Steve Morgan Banks Five Over 30 on Day One of 2026 Daiwa BREAM Australian Open
Estuary Fishing4 min read

Steve Morgan Banks Five Over 30 on Day One of 2026 Daiwa BREAM Australian Open

20 May 202619h agoBy Sportfishing News Desk· AI-assisted youtube.com

Tournament fisherman and ABT founder Steve Morgan has opened the 2026 Daiwa BREAM Australian Open with a clean Day One limit, banking five bream over the 30 centimetre measure in Sydney Harbour’s eastern reaches on a mix of Cranka Crabs, Eco Gear Aqua soft plastics and a single decisive stick minnow.

Key Takeaways

  • 1."Well, it ended up being a great day for the first day of the three days of the Daiwa Bream Australian Open," Morgan said.
  • 2.And my fifth fish over 30, which is what you need in the open, ate a stick minnow." In ABT bream format, anglers carry a maximum of five legal fish per session and minimum length applies, putting a premium on upgrading dink fish into kilo-class specimens before the weigh-in.
  • 3."A little bag filler to start off with on the Samaki Realistic MS40 long cast, in a colour I don't really like — but I'm liking it more now that something ate it," Morgan said.

Tournament fisherman and ABT founder Steve Morgan has opened the 2026 Daiwa BREAM Australian Open with a clean Day One limit, banking five bream over the 30 centimetre measure in Sydney Harbour’s eastern reaches on a mix of Cranka Crabs, Eco Gear Aqua soft plastics and a single decisive stick minnow.

The Daiwa BREAM Australian Open is the centrepiece of the ABT national bream calendar and runs over three days, with Morgan working through the opening session in the Eastern Harbour zone. Speaking to his audience after the bell, Morgan was characteristically understated about the performance, framing it as solid rather than spectacular.

"Well, it ended up being a great day for the first day of the three days of the Daiwa Bream Australian Open," Morgan said. "This was the commute to work. Spent all day in the Eastern Harbour, and caught fish on a variety of baits.

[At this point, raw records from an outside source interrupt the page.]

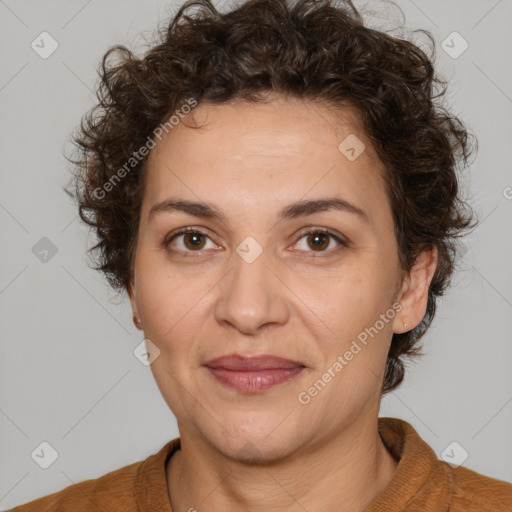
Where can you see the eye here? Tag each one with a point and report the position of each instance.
(193, 240)
(319, 239)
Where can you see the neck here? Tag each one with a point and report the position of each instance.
(345, 472)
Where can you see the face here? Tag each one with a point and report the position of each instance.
(273, 273)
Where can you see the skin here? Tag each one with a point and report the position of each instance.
(293, 301)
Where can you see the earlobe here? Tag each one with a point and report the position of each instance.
(135, 310)
(414, 294)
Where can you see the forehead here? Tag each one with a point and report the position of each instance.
(267, 154)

Got a couple of big ones on Cranka Crabs. Got a couple of really nice fish on Eco Gear Aquas. And my fifth fish over 30, which is what you need in the open, ate a stick minnow."

In ABT bream format, anglers carry a maximum of five legal fish per session and minimum length applies, putting a premium on upgrading dink fish into kilo-class specimens before the weigh-in. Morgan estimated his day at around 15 quality fish landed, well short of the high-volume days he has produced in the harbour in the past but featuring a quartet of upgrade fish that fundamentally shaped his bag.

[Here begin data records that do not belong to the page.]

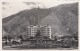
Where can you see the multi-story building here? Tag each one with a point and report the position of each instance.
(31, 30)
(46, 31)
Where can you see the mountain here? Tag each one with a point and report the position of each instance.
(60, 18)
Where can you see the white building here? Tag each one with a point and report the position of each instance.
(46, 31)
(31, 31)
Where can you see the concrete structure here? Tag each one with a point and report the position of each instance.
(31, 30)
(46, 31)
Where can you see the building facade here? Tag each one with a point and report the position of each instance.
(31, 30)
(44, 31)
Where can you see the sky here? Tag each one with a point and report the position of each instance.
(10, 8)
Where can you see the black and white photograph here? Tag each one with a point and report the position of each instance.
(40, 25)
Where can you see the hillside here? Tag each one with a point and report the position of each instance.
(59, 18)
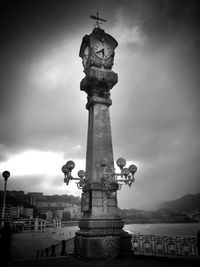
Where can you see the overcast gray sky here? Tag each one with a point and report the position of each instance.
(155, 111)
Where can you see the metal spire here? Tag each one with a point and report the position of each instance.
(97, 24)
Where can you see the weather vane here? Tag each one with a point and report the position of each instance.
(97, 24)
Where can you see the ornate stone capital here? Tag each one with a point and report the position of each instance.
(98, 82)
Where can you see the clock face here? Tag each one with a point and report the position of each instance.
(103, 50)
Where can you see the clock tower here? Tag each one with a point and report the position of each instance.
(101, 234)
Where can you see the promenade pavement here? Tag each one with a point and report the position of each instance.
(131, 262)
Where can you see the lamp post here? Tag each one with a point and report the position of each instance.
(6, 175)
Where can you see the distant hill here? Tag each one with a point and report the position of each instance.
(185, 203)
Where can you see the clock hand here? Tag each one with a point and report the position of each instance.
(101, 51)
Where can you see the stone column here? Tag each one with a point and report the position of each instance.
(101, 234)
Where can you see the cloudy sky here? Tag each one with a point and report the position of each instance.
(155, 112)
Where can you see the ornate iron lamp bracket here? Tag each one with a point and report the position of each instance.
(126, 175)
(67, 170)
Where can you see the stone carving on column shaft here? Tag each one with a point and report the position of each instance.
(101, 233)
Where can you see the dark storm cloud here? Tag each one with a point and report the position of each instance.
(155, 111)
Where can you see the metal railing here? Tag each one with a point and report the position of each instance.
(174, 246)
(63, 248)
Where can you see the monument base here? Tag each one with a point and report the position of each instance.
(102, 247)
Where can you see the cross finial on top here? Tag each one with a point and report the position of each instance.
(97, 24)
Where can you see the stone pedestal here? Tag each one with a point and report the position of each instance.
(101, 234)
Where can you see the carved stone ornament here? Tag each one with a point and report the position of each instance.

The early action came on the Samaki Realistic MS40 long cast crankbait, a finesse hard body that Morgan said he had previously been lukewarm on but was now reassessing. The first bag-filler came on a colourway he had previously written off.

"A little bag filler to start off with on the Samaki Realistic MS40 long cast, in a colour I don't really like — but I'm liking it more now that something ate it," Morgan said.

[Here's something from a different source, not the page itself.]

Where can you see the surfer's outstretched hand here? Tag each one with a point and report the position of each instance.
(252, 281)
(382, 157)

The key big-fish session of the day came on the Cranka Crab, a fastidiously sculpted treble-rigged crab imitator that has become an enduring tournament staple on the bream circuit. Morgan landed two of his upgrade fish on Cranka Crabs, including one that ran him through structure, around boats and into multiple rock cracks before he could subdue it on what he described as effectively two-pound line.

"Now that's that's cheating seeing them off the edge like that," Morgan said as another upgrade settled into the net. "There was a lot when they were fighting over it."

A second purple patch followed on the Eco Gear Aqua, the slim profile soft plastic that has long held a place in elite bream tackle boxes. Morgan dropped the bait beside a bow-waving fish in shallow water and described the take in vivid detail.

"Big one. Got him. Get out of there," Morgan called as the rod loaded up. "Shaking his head the whole way out — got the Aqua wedge in his mouth."

The fifth and decisive fish came on a stick minnow ate in the closing minutes of his session, the kind of opportunistic finish that defines tournament bream fishing where moving a single centimetre on the measuring board can be the difference between a top ten finish and missing the cut.

Morgan resisted the temptation to overstate the bag, repeatedly pulling himself back from declaring fish kilo class and instead estimating sizes in the 700-gram bracket — the kind of conservative reporting that has long made his weigh-ins read as honestly as they fish.

"He's probably a good 700 grams, maybe," Morgan said of a late upgrade. "Get in there, boy. He's pretty well hooked."

The message from the Day One footage is that Sydney’s Eastern Harbour is fishing well enough to reward anglers who can rotate through multiple bait styles, work boats and structure efficiently, and exercise the patience to upgrade rather than fill a bag on small fish. With two days still to fish, Morgan’s split-presentation approach — crankbaits to find them, crabs and aquas to convert the better ones, and a closing stick minnow to seal the limit — sets the template for the chasers behind him on the leaderboard.